TOKYO (BLOOMBERG) - Asian stocks fell as investors awaited an update from the Federal Reserve on U.S. monetary policy and a meeting of euro-area finance ministers with Greece.
The MSCI Asia Pacific Index retreated 0.1 per cent to 147.26 as of 9:01 a.m. in Tokyo. The gauge lost 0.5 per cent on Monday after the latest round of negotiations between Greece and its creditors fell apart. The Fed starts a two-day policy meeting Tuesday. While U.S. data from hiring to spending have indicated the economy improved after a first-quarter slump, reports Monday showed an unexpected decline in factory output.
"All week it will be about Greece and the Fed," Stan Shamu, Melbourne-based market strategist at IG Ltd., said by phone. "We might start to see the Fed getting a little bit more upbeat and that could cause some volatility. Most traders want to be cautious first and react after we see what happens toward the back end of the week with Greece. For now, there will continue to be that element of caution in the market."
European policy makers urged Greece to make the concessions needed to unlock bailout aid, with a June 18 meeting of finance ministers the next opportunity for a showdown between the nation and its creditors.

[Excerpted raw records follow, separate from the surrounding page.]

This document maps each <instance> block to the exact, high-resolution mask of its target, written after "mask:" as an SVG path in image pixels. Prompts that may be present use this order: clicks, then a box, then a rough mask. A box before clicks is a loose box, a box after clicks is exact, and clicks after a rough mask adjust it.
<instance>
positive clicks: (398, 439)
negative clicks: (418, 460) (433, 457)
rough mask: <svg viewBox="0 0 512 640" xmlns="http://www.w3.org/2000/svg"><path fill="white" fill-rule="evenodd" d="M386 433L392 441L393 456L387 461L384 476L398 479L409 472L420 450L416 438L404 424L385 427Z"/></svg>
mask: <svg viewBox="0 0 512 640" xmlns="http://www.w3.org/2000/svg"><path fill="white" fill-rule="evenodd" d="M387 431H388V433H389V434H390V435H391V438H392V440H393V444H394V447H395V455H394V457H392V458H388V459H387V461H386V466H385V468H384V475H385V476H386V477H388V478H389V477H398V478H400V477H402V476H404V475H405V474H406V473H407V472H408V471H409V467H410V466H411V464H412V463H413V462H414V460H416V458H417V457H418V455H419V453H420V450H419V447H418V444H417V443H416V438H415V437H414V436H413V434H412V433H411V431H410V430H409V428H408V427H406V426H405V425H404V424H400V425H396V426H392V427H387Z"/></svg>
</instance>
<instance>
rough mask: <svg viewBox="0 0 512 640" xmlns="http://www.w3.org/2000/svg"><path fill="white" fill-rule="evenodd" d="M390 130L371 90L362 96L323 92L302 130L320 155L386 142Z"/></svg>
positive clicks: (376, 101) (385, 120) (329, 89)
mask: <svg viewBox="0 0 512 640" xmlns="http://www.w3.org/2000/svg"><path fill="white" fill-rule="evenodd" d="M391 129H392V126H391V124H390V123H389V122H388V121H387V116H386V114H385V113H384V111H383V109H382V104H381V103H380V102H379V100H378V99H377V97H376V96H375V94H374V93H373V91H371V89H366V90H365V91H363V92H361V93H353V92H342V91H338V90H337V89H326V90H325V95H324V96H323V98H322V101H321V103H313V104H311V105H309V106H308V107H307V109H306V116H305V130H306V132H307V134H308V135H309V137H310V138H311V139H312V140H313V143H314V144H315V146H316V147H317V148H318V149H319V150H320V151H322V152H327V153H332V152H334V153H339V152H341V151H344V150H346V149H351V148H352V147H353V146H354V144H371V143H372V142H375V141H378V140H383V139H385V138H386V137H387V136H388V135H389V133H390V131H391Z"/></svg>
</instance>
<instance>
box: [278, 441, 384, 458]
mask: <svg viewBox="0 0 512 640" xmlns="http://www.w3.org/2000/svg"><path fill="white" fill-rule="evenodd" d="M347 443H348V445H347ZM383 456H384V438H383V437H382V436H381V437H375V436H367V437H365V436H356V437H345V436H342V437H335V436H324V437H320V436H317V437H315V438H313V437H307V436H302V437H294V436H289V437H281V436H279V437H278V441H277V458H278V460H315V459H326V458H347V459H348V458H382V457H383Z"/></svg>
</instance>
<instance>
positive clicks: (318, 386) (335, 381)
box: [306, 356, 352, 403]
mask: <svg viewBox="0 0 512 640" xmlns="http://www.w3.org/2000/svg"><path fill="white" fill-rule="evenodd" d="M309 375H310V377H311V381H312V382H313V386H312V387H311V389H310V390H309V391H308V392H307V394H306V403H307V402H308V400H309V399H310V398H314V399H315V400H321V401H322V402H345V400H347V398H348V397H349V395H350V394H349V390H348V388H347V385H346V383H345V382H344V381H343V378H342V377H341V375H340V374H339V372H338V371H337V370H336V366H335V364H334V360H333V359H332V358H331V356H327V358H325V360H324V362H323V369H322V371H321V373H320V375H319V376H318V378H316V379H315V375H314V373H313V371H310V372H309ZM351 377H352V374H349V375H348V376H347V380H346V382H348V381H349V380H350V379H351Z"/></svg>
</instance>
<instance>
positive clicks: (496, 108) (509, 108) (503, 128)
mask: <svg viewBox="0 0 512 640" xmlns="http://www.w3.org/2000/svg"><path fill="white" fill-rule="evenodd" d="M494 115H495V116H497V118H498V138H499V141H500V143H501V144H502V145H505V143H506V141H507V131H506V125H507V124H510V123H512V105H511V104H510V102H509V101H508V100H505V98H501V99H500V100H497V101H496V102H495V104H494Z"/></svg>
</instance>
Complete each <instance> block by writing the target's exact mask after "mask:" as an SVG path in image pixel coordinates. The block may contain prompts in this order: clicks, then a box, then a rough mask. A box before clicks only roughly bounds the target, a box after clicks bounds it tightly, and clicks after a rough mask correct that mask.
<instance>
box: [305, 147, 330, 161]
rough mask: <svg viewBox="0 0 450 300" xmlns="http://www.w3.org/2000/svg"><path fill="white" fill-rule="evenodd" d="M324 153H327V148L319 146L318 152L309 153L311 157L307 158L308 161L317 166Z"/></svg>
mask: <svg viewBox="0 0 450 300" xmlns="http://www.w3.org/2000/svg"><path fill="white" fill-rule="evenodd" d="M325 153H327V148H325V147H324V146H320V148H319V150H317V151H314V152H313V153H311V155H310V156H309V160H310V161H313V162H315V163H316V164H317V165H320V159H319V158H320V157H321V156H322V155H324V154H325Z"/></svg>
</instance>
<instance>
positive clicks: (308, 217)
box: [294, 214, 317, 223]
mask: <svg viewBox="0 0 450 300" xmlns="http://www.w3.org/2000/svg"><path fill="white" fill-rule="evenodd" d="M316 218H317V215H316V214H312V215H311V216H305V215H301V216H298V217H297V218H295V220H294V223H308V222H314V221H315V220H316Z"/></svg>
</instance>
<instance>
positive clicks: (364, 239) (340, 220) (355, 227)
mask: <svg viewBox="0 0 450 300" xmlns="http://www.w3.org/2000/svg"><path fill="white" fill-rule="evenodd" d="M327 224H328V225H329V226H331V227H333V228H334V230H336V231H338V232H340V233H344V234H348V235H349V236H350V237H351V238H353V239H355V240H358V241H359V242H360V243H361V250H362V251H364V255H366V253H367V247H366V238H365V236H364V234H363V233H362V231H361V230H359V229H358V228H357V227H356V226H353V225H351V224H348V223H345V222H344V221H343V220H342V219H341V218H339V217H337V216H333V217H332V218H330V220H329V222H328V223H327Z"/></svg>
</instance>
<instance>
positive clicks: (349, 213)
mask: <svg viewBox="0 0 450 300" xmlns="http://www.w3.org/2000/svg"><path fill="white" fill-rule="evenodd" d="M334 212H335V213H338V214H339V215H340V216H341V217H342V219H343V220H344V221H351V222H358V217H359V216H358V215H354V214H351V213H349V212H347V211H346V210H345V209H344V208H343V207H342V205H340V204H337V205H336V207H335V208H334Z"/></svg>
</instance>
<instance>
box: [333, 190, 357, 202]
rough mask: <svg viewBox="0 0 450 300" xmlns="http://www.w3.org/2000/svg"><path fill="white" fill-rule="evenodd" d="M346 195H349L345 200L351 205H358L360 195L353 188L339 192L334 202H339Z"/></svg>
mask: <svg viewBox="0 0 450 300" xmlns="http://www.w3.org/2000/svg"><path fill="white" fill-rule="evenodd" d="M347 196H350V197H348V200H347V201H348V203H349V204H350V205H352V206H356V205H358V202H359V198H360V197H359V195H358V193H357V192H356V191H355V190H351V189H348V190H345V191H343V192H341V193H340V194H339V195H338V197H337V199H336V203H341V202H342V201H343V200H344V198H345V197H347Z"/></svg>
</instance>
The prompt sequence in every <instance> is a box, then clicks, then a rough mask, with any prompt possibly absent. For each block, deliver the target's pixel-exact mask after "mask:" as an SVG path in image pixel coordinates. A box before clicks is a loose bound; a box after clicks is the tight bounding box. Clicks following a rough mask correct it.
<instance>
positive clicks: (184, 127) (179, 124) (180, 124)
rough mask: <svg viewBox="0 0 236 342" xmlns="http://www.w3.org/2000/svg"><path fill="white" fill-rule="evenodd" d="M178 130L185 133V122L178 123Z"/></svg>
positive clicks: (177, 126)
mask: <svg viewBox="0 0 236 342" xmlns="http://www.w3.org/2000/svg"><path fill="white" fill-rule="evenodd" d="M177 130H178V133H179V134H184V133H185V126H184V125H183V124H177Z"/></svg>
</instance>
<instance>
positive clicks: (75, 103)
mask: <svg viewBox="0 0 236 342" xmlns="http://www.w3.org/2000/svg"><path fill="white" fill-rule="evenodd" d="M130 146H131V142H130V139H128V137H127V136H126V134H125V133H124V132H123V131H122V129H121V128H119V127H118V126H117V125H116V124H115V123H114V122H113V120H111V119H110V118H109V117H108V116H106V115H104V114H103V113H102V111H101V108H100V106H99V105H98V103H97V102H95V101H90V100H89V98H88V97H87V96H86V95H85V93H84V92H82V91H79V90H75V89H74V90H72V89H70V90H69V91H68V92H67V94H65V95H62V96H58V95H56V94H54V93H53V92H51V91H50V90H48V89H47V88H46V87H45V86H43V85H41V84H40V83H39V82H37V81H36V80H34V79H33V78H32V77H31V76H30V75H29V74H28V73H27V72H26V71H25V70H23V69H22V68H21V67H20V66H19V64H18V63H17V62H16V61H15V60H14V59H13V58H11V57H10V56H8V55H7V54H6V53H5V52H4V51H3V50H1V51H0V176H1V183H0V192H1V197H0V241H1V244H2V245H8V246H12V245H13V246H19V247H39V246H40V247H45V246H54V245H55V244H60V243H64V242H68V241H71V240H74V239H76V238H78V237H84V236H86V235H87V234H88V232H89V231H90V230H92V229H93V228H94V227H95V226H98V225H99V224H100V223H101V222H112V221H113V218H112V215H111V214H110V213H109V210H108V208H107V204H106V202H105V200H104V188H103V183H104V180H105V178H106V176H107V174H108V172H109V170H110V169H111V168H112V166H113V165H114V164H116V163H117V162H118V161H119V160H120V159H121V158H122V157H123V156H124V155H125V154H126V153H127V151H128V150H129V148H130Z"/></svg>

Japan's Topix index lost 0.4 per cent. South Korea's Kospi index added 0.1 per cent and Australia's S&P/ASX 200 Index was little changed. New Zealand's NZX 50 Index slid 0.1 percent.
E-mini futures on the Standard & Poor's 500 Index fell 0.1 per cent. The underlying gauge sank 0.5 percent on Monday. Factory production unexpectedly declined in May as the slump in energy output deepened.
Futures on Hong Kong's Hang Seng Index lost 0.5 per cent and contracts on the Hang Seng China Enterprises Index of mainland firms listed in the city slid 0.6 per cent in most recent trading.
The Shanghai Composite Index dropped 2 per cent on Monday, falling from its highest level in seven years, amid concern a flood of share sales may lure funds away from existing equities.